L’objectif de protocole de Kyoto pour le Canada, auquel Québec s’est déclaré lié, consistait à réduire les émissions de 6% par rapport à 1990 pour chacune des années de 2008 à 2012 (donc pendant 5 années consécutives). L’idée était de s’assurer que les réductions n’étaient pas conjoncturelles mais témoignaient d’une tendance structurelle à long terme. Le communiqué de presse du 10 avril du ministère - « Caius Bonus » - du développement durable, de l’environnement et de la lutte contre les changements climatiques (MDDELCC) relève fièrement que le dernier inventaire québécois des gaz à effet de serre indique une réduction des émissions de 8% en 2012 par rapport à 1990. C’est évidemment une bonne nouvelle en soi et l’objectif pour 2012 (et strictement 2012) a effectivement été dépassé.
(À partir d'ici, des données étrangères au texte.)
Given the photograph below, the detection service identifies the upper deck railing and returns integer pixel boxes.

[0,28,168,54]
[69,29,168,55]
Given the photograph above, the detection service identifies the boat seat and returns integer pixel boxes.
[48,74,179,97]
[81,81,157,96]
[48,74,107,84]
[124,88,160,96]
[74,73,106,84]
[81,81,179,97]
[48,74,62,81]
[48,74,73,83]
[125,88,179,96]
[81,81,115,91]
Mais il est erroné de prétendre, comme cela est affirmé dans le communiqué, que l’objectif correspond à celui que Québec s’était donné « dans la foulée du protocole de Kyoto ».
C’est une erreur significative et fréquemment relayée par les médias. Lorsqu’on cumule les différences annuelles par rapport à l’objectif défini par le protocole de Kyoto pour chacune des années 2008 à 2011, on se retrouve en 2012 avec 9,58 millions de tonnes équivalent dioxyde de carbone (teq CO2) émises en trop sur 4 ans. L’objectif de Kyoto impliquait en effet de réduire les émissions de 84,54 mt (1990) à 79,47 mt eq CO2 en 2008 et de maintenir ce volume pendant 5 ans.
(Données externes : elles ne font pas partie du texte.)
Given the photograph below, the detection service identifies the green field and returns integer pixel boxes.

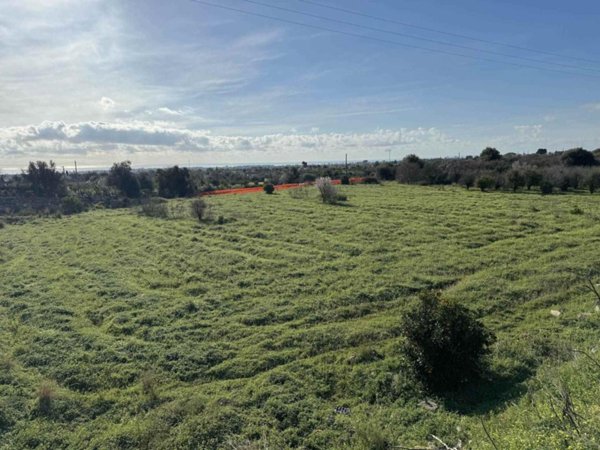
[1,184,600,449]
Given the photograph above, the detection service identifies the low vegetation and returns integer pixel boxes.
[1,184,599,448]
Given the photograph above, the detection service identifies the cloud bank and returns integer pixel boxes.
[0,121,456,162]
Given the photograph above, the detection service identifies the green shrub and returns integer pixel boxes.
[140,199,169,218]
[263,183,275,194]
[191,198,209,222]
[476,176,495,192]
[61,195,85,215]
[341,175,350,185]
[315,177,338,204]
[401,293,495,392]
[540,180,554,195]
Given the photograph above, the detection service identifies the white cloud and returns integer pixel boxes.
[0,120,457,163]
[99,97,116,110]
[514,124,543,140]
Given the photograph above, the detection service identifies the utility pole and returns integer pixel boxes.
[386,149,392,162]
[74,160,78,175]
[345,153,348,177]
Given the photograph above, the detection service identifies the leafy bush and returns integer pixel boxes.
[263,183,275,194]
[191,198,208,221]
[156,166,195,198]
[401,293,495,391]
[315,177,338,204]
[562,148,597,167]
[540,180,554,195]
[107,161,141,198]
[585,170,600,193]
[476,176,495,192]
[376,165,396,181]
[341,175,350,185]
[140,199,169,218]
[480,147,501,161]
[25,160,64,197]
[61,195,85,215]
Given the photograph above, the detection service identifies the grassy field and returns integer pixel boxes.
[1,184,600,449]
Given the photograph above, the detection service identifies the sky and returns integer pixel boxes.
[1,0,600,172]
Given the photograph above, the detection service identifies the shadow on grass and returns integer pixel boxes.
[442,366,532,415]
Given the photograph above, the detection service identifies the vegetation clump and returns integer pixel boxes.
[107,161,141,198]
[191,198,209,222]
[263,183,275,195]
[315,177,339,204]
[401,293,495,392]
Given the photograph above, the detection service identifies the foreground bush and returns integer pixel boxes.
[263,183,275,194]
[191,198,208,221]
[315,177,338,204]
[402,293,495,391]
[140,198,169,218]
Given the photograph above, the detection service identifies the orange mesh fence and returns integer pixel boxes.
[200,177,366,196]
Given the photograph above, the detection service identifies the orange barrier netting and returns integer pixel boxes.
[200,177,366,196]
Selon l’inventaire québécois, le Québec a émis 78 millions de teqCO2 en 2012. L’objectif Kyoto pour l’année 2012 a donc été dépassé de 1,47 millions de teqCO2. Mais comme l’a montré André Bélisle, pour calculer l’écart par rapport à l’objectif du protocole de Kyoto il faut soustraire ce volume du surplus de tonnes émises pour les années 2008 à 2011, soit 9,58 – 1,47 = 8,11. Nous sommes donc encore à plus de 8 millions de tonnes de CO2 eq de l’atteinte de l’objectif du protocole de Kyoto.
De plus, la mobilisation citoyenne dans plusieurs dossiers d’exploitation de combustibles fossiles, dont les gaz de schiste, et le ralentissement économique ont permis d’éviter un dérapage encore plus grand des émissions du Québec par rapport à l’objectif de Kyoto. Il faut également mentionner la fermeture de la raffinerie Shell qui a mené à une réduction de 2 mt éq CO2.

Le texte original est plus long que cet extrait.